The most striking feature of the graph above is the dramatic decrease in the number of AE reports with the date of release. Batches that were released in spring 2021 showed a much higher number of AEs than batches released in 2022. In this sense, our findings correspond very well with the Danish study - the most problematic batches in Denmark were also the ones used at the beginning of the campaign.
What could be the reason for this disturbing difference among the batches?
- The high number of AEs in the spring of 2021 may be a result of vaccinating people during an ongoing epidemic, which used to be considered a bad idea before Covid. Moreover, the most vulnerable population was preferentially vaccinated at that time. However, this hypothesis is contradicted by the fact that during the booster campaign in the autumn wave of the epidemic (which also included the most vulnerable population), the number of AE reports did not increase.
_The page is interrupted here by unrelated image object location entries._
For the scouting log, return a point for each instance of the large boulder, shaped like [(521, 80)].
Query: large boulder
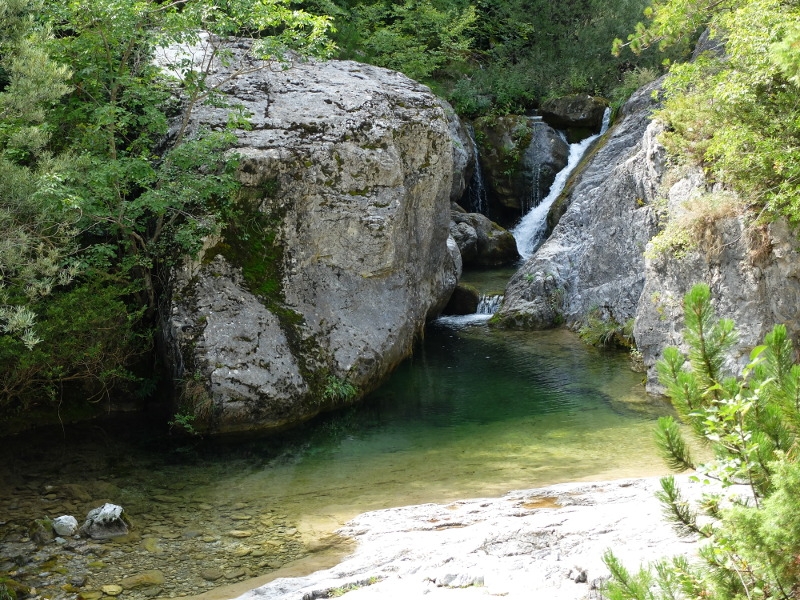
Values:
[(340, 255), (594, 258), (580, 115), (519, 159), (753, 271)]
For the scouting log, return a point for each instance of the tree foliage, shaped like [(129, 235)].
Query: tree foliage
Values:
[(488, 56), (734, 110), (751, 424), (99, 194)]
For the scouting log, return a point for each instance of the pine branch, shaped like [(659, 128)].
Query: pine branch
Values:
[(672, 446), (677, 511)]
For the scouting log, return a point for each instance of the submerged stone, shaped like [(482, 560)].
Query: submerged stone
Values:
[(105, 522)]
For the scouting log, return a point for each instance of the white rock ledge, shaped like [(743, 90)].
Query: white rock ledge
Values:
[(545, 543)]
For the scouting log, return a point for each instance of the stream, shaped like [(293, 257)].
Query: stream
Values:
[(474, 412)]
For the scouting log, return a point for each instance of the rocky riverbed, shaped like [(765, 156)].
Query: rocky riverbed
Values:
[(542, 543), (179, 544)]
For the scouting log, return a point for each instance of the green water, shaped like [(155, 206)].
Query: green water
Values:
[(474, 412)]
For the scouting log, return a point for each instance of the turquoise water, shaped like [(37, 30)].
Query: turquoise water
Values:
[(475, 412)]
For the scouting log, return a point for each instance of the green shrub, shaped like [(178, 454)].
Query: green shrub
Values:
[(751, 424)]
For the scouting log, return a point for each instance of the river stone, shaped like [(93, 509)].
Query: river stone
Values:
[(112, 590), (235, 573), (351, 167), (65, 525), (144, 579), (240, 533), (212, 574), (151, 545), (494, 246), (499, 547), (581, 114), (105, 522)]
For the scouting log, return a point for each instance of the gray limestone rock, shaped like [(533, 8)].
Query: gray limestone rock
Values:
[(65, 525), (105, 522), (594, 258), (483, 242), (342, 253), (580, 115), (519, 158), (753, 272)]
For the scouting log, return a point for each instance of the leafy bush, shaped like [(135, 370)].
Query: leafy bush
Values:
[(751, 424)]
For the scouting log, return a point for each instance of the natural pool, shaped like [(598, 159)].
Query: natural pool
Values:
[(475, 412)]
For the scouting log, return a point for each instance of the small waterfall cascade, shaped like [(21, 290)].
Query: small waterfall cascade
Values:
[(476, 191), (534, 199), (531, 230), (488, 304)]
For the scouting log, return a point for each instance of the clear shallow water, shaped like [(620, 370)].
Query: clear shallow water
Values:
[(475, 412)]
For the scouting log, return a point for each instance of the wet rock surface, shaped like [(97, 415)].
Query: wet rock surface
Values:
[(594, 258), (542, 543)]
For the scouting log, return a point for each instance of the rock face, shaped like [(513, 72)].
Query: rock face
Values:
[(599, 258), (519, 159), (753, 273), (105, 522), (342, 253), (594, 258), (65, 525), (544, 543), (580, 115), (482, 242)]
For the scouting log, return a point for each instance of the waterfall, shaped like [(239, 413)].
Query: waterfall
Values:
[(533, 199), (476, 189), (531, 230), (487, 306)]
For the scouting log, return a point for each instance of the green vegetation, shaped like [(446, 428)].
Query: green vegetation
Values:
[(495, 57), (600, 330), (734, 113), (96, 201), (751, 425), (338, 390)]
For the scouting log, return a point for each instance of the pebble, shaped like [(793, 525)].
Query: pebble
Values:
[(112, 590), (152, 545), (235, 573), (212, 574), (167, 499), (240, 533), (144, 579)]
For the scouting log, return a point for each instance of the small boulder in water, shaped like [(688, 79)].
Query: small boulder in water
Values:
[(105, 522), (495, 246), (464, 301), (581, 115), (65, 525)]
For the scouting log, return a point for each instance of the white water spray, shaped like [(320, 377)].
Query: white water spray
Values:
[(530, 231)]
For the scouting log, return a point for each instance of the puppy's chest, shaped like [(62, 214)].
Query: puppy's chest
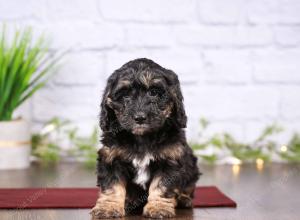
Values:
[(141, 166)]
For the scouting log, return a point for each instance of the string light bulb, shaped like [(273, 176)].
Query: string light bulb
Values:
[(283, 148), (259, 164)]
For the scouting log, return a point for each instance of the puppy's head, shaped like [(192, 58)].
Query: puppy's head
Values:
[(140, 98)]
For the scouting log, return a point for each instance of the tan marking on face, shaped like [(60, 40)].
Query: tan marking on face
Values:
[(146, 78), (168, 110), (111, 202), (123, 83), (158, 205), (108, 101), (109, 154), (173, 152)]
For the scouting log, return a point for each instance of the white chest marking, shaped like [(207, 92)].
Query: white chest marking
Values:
[(142, 167)]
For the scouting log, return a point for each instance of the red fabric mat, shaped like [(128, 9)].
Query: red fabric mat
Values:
[(41, 198)]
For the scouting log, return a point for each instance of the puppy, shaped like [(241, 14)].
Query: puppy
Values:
[(145, 162)]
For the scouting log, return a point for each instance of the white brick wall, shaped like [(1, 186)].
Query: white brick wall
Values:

- The batches from the spring of 2021 were used almost completely (because there was a shortage of vaccines then), while much of the later batches was left unused. So, maybe if we divided the number of AE reports by the number of doses used (instead of the number of doses contained in the batch), the differences would disappear. Unfortunately, we did not have this data. But this hypothesis is very improbable because the greater part of the miraculous decrease still takes place during the first half of 2021, when there was a shortage of vaccines, i.e. the batches were used almost entirely.
- Another possibility is a change in the willingness of people to report adverse events. But in this case, the effect is rather the opposite. While it was almost an act of civil disobedience to report an AE in the spring of 2021, later on - as the pressure to get everyone vaccinated increased - the motivation for people to report AEs rather increased. However, the graph above shows the opposite relationship.
- There remains the last possibility, which is the most disturbing of all. Perhaps the rush was such that the pharmaceutical companies did not have the production process completely mastered. We already know (from the testimony of USC Professor Phillip Buckhaults before the South Carolina Senate) that the technology of mRNA vaccine production changed fundamentally sometime between the registration studies and the start of mass production. The vaccine for which Pfizer received an EUA, and whose efficacy and safety is described in the registration study, is not produced by the same process as the vaccine that was injected into the arms of billions. It is therefore possible that the start of mass production by the new process was not well mastered, and the initial batches were simply not manufactured correctly. The explosion of AE reports in pharmacovigilance databases immediately after the start of the vaccination campaign may have caused minor ripples of panic and may have forced the companies to make some changes in the manufacturing process.
Comment: Or maybe there is a possibility that the vaccine produced by Pfizer to receive EUA was made to be much safer, and then the vaccine injected into billions of people was intentionally altered, not by manufacturing error, for some nefarious purpose.